The Qaṣīda dar luġāt-i hindī (Ode on Hindi terms) is a short metrical text on Indian medical terms. The Hindi and Persian terms that comprise it are arranged in forty-four verses that share a single end-rhyme, corresponding with the qaṣīda poetic genre. The other titles by which this work is known are Qaṣīda ba-luġāt-i hindī (Ode on the Indian language, Ms. London, Royal Asiatic Society, Persian Uncatalogued 6), and Qaṣida dar bayān-i ānki har čīzī rā az adwiya-yi mašhūr wa ġayrahā ba-zabān-i hind či goyand (Ode in explanation of how to say in Hindi all manner of famous remedies etc., Ms. Tashkent, Academy of Sciences, 1405/2, 575/6 and 11776/10). Its author, Yūsuf bin Muḥammad Yūsuf Ḫurāsānī, known by the pen name Yūsufī, was a poet and physician associated with the courts of the Mughal emperors Bābur (r. 1526-1530) and Humāyūn (r. 1531-1540 and 1555-1556).
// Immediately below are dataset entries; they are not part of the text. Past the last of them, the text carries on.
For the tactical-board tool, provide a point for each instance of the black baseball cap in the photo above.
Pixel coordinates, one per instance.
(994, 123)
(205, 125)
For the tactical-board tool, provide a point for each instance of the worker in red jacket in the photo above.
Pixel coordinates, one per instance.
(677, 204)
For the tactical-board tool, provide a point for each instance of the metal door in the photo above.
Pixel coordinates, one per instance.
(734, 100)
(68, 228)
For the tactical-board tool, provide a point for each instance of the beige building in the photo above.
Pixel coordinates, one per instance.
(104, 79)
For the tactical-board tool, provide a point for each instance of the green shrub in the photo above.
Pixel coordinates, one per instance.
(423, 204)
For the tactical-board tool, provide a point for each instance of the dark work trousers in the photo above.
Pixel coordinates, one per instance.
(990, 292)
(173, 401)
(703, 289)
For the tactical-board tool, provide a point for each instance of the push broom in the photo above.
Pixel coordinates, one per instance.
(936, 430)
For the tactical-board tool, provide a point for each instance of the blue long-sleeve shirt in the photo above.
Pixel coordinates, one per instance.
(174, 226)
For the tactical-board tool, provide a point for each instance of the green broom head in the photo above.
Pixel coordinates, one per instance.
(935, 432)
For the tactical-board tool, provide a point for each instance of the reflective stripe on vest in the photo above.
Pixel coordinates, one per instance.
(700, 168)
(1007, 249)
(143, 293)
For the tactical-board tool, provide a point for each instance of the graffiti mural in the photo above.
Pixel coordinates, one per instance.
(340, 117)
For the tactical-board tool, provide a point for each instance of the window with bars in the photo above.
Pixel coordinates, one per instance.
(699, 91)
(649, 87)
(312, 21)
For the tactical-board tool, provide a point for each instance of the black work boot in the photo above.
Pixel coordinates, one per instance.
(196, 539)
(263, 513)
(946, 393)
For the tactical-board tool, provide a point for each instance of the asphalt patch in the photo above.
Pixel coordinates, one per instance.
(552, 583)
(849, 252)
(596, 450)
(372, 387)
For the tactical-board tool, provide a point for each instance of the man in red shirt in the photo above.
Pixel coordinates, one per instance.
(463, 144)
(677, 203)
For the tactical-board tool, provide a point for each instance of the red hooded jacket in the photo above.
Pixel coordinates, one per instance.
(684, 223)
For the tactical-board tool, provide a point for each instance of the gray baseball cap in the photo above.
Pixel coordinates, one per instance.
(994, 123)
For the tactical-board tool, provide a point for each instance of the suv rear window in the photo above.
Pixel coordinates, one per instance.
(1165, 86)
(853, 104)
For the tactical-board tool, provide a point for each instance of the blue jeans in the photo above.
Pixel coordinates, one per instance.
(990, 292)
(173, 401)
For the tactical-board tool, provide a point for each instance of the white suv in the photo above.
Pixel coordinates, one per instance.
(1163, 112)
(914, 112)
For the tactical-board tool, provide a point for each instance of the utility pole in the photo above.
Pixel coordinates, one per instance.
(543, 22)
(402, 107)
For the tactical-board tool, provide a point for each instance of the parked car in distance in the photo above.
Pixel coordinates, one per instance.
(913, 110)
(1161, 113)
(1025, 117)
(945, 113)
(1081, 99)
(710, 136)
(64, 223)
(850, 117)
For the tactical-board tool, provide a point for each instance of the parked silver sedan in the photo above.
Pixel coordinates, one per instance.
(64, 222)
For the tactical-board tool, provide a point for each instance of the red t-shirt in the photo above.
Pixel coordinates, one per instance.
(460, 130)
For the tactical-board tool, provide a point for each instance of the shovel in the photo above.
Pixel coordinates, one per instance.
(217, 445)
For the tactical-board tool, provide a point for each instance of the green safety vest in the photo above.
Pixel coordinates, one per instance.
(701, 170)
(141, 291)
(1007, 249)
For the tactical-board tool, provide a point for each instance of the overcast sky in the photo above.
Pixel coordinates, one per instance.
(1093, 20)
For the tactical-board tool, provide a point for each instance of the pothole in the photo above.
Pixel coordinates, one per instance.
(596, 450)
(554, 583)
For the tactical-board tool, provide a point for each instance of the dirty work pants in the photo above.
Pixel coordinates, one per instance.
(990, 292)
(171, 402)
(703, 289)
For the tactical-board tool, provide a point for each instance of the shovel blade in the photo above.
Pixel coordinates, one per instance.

His father, Muḥammad ibn Yūsuf, was a respected physician in the court of Ṣulṭān Ḥusain Bayqarā (r. 1469-1506) of Herat and author of Baḥr al-jawāhir (Sea of jewels), an Arabic-Persian medical dictionary. Faḫrī Sulṭān Muḥammad of Herat describes the younger Yūsufī in his Laṭā’if-nāma (c. 927/1520) as “an affable, widely travelled, and well regarded man” (mard-i ḫẉuš-ḫulq wa jahān-gašta wa ṣuḥbat-dīda) who had authored three collections (dīwān) of ġazals (Storey 1971, p. 235). According to the Akbar-nāma of Abū al-Fażl (d. 1011/1602), “Maulānā Yūsufī the physician” was “among the illustrious men, courtiers and companions” who followed Bābur from Central Asia to the new Mughal court in India (Abū al-Fażl 2000, p. 280). Abū al-Fażl provides little additional information beyond describing Yūsufī as having been “sent for from Ḫurāsān” and “distinguished for good qualities, for dexterity as an operator and for assiduity” (Abū al-Fażl, 2000, pp. 280-281). A few years after Bābur’s death, in 940/1533-1534, Yūsufī prepared a collection of belles-lettres, the Badā’i‘ al-inšā’ (Wonders of letter-writing), for his son and other students (Sachau - Ethé 1889, p. 836; Storey 1990, p. 270). A recent bibliography gives 950/1543 as the year of his death (Munzavī, 1969, p. 265), though this is not supported by any contemporary source (see Azmi 2003, p. 15, n. 26).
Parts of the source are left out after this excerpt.